Alzheimer's disease (AD) is the major cause of dementia. It is a systemic disorder whose major manifestations are in the brain. AD cases can be categorized into two groups on the basis of the age of onset-before or after about age 60. The majority of cases, 90-95 percent, are in the late onset category. Early onset cases are largely, if not all, familial (FAD). These are caused by mutations in the genes for the amyloid precursor protein (APP), presenilin 1 (PS1), and presenilin 2 (PS2). In contrast late onset cases are mainly sporadic. The disorder is characterized by intraneuronal fibrillary tangles, plaques, and cell loss.
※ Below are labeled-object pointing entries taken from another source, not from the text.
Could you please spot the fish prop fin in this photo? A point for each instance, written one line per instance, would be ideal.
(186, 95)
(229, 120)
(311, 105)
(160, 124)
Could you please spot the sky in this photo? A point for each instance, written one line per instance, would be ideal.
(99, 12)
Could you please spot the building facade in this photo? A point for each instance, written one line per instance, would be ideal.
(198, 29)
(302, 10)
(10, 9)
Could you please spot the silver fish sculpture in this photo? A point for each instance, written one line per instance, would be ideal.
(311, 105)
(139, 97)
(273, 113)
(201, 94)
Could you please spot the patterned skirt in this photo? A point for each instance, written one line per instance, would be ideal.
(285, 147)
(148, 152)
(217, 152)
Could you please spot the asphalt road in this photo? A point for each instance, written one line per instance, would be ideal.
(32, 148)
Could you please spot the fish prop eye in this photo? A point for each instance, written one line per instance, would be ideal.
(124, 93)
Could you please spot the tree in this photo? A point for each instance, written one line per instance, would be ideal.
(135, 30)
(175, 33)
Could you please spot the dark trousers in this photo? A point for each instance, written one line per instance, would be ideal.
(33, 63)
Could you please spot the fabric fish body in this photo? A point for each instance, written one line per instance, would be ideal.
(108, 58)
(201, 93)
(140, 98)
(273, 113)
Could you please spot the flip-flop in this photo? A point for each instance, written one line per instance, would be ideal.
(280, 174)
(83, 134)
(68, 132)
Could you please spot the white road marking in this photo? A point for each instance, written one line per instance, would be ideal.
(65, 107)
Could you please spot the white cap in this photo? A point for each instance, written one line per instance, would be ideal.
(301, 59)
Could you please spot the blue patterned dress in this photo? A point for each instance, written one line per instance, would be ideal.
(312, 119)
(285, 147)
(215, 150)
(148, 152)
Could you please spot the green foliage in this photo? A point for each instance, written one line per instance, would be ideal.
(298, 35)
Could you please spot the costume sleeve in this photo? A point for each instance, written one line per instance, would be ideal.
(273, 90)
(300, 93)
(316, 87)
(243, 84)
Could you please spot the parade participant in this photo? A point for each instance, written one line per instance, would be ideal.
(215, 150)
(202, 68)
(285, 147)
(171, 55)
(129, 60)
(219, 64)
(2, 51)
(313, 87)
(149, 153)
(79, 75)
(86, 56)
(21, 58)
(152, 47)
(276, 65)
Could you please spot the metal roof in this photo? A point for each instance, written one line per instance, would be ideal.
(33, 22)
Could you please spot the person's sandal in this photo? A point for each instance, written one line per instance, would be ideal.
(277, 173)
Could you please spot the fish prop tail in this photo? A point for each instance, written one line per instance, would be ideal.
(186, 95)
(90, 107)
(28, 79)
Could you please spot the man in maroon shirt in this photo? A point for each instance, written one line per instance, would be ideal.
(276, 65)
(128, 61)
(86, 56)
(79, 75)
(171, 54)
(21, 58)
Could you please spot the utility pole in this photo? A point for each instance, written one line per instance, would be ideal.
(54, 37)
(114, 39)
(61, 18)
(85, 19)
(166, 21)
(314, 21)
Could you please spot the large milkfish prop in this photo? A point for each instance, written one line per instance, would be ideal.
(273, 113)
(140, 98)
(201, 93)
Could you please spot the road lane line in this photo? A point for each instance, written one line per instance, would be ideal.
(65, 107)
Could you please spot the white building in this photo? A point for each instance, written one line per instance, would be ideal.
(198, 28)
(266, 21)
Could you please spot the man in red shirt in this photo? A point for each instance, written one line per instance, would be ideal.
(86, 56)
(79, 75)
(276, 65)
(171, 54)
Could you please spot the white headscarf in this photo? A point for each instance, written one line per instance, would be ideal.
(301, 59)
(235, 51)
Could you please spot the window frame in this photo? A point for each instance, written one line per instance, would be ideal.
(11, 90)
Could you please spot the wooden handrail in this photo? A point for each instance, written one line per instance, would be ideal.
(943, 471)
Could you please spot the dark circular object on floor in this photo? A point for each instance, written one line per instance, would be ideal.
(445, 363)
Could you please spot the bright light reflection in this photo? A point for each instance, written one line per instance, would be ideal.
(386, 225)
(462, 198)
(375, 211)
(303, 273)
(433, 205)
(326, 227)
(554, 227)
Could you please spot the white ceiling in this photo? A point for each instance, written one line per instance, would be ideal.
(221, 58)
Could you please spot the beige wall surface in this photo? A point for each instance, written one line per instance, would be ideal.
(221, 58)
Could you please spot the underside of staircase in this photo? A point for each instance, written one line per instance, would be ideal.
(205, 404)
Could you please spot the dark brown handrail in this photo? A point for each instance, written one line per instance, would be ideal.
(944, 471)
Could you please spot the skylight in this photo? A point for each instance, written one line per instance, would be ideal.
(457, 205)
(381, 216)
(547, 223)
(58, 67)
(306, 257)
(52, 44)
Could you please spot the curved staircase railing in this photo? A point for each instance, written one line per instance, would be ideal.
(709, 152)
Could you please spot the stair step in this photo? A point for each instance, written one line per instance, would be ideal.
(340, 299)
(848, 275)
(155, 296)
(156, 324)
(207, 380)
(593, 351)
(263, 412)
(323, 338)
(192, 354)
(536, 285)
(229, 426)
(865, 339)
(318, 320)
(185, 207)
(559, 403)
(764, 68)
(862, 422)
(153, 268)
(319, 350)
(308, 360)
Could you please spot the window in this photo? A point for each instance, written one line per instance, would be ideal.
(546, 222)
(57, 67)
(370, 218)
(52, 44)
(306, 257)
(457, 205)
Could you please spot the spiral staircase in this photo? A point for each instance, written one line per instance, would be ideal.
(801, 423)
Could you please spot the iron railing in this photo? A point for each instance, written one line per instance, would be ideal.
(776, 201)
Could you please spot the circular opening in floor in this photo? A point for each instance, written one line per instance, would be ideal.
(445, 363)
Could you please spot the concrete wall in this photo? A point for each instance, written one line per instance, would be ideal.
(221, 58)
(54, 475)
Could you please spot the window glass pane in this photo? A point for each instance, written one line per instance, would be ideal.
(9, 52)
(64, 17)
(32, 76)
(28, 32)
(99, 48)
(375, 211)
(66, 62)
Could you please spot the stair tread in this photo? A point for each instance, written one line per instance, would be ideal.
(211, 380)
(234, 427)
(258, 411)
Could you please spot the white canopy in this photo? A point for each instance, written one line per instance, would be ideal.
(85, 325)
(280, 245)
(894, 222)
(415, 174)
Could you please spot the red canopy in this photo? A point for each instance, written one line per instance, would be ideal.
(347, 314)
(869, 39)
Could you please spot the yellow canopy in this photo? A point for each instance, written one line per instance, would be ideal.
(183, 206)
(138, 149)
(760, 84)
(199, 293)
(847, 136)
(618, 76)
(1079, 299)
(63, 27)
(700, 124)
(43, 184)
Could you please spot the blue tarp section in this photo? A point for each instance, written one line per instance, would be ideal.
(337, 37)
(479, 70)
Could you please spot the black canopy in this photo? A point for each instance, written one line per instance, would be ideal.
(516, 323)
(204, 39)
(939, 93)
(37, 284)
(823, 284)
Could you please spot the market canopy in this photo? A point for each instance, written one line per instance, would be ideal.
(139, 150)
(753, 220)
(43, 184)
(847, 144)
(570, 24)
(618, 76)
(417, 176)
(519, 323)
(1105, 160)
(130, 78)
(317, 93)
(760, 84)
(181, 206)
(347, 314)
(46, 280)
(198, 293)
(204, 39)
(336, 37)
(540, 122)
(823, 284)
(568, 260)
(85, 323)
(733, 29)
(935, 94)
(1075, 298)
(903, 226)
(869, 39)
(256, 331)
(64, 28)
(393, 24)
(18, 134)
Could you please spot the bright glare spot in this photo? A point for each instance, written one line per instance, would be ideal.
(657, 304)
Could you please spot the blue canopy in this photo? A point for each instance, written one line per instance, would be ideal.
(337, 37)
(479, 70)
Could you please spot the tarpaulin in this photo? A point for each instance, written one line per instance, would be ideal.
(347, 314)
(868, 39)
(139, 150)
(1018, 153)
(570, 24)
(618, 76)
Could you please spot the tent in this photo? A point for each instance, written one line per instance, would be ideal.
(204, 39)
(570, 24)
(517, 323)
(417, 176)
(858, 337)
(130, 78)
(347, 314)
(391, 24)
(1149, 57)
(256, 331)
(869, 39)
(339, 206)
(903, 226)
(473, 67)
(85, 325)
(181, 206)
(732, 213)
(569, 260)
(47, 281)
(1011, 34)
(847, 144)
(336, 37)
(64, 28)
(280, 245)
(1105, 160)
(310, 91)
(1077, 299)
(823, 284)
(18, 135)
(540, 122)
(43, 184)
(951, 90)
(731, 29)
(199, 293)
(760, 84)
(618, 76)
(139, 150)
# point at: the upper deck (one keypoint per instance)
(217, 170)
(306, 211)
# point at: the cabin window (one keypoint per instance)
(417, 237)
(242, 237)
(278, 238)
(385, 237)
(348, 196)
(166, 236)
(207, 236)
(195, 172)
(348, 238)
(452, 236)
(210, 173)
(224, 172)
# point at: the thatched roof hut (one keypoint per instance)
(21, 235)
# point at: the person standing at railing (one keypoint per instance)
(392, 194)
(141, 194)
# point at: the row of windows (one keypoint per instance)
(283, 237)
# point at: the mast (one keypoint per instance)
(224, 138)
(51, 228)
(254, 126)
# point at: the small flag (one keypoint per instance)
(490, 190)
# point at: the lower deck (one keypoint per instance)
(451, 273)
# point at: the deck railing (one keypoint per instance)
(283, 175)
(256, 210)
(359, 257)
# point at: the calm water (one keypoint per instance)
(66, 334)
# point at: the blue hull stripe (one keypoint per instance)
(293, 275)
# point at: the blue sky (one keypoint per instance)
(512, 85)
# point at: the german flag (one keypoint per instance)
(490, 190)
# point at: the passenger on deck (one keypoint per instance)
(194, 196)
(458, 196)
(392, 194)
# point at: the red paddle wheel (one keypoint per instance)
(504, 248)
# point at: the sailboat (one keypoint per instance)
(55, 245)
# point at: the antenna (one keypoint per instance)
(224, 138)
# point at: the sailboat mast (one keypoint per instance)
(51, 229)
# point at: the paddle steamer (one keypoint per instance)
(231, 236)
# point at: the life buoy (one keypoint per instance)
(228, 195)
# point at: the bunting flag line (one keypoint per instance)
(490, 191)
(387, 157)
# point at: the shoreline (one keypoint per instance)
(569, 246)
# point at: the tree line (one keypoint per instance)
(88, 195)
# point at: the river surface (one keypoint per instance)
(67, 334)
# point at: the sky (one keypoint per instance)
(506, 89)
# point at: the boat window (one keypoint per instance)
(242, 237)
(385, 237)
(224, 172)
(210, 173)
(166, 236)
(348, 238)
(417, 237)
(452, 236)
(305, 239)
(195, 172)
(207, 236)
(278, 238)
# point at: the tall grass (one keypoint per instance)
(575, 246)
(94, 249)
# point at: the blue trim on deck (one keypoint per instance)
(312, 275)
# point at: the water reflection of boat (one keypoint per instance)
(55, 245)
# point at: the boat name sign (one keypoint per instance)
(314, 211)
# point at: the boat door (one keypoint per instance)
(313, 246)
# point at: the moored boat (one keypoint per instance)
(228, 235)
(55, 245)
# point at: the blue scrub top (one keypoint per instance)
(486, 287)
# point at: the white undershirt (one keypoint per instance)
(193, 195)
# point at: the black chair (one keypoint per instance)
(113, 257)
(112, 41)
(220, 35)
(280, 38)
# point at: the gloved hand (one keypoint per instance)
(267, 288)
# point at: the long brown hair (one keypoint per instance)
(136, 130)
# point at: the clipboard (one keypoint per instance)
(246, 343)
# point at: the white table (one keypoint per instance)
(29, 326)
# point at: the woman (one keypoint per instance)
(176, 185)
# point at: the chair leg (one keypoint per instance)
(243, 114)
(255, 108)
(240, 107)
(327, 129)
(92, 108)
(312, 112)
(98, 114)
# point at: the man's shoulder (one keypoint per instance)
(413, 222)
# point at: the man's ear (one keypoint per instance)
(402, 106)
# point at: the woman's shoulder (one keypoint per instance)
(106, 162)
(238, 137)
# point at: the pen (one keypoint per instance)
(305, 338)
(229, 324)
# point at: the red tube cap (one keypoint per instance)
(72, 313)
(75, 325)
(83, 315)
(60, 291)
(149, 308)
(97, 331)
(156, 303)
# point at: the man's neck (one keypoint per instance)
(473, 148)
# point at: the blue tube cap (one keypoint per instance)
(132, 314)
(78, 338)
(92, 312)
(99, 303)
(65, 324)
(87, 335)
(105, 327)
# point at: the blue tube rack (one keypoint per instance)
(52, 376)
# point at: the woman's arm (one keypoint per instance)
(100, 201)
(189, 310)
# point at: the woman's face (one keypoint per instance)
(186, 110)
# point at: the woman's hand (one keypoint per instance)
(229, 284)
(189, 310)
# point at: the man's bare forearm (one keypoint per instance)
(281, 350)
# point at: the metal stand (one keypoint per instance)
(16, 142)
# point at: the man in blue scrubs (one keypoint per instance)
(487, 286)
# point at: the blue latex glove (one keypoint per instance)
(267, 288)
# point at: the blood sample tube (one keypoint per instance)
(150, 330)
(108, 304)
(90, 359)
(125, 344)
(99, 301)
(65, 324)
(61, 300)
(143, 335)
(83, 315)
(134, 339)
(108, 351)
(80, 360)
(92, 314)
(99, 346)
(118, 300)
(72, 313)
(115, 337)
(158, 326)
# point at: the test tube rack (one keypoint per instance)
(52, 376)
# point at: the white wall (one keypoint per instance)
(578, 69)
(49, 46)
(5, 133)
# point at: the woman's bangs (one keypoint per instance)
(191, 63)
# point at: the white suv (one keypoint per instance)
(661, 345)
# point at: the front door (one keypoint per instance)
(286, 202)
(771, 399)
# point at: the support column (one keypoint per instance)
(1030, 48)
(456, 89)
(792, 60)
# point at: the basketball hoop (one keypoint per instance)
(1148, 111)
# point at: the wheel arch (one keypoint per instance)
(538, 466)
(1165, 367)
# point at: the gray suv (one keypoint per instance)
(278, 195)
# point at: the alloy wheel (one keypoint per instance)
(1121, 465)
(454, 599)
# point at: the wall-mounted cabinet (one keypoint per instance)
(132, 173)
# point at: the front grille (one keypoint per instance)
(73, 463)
The brain lesions in both early and late-onset AD are the same, and in the same distribution pattern, as those seen in individuals with Down's syndrome (DS) and in smaller numbers in normal older individuals. Extensive studies of AD have yet to result in a generally accepted hypothesis on the pathogenesis of the disorder. Major emphasis has been placed on the role of amyloid, the neurotoxin formed by the action of free radicals on preamyloid. The observation that AD lesions are frequently present in normal older individuals prompted the hypothesis that AD is the result of faster than normal aging of the neurons associated with it. This hypothesis provides plausible explanations for FAD and AD. FAD is associated with mutations in APP, PS1, and PS2. These substances, along with their normal counterparts, undergo proteolytic processing in the endoplasmic reticulum (ER). The mutated compounds, aside from increasing the ratio of βA42 to βA40, may down-regulate the calcium buffering activity of the ER in a manner akin to one or more of the many compounds known to do so. Decreases in the ER calcium pool would cause compensatory increases in other calcium pools, particularly in mitochondria. Increases in mitochondrial calcium levels are associated with enhanced formation of superoxide radical formation, and hence of the rate of aging. SAD may be caused by nuclear and/or mitochondrial DNA mutations beginning early in life that enhance mitochondrial superoxide radical formation in the neurons associated with the disorder. The above explanations for FAD and AD are suggestive of measures to prevent and for treatment.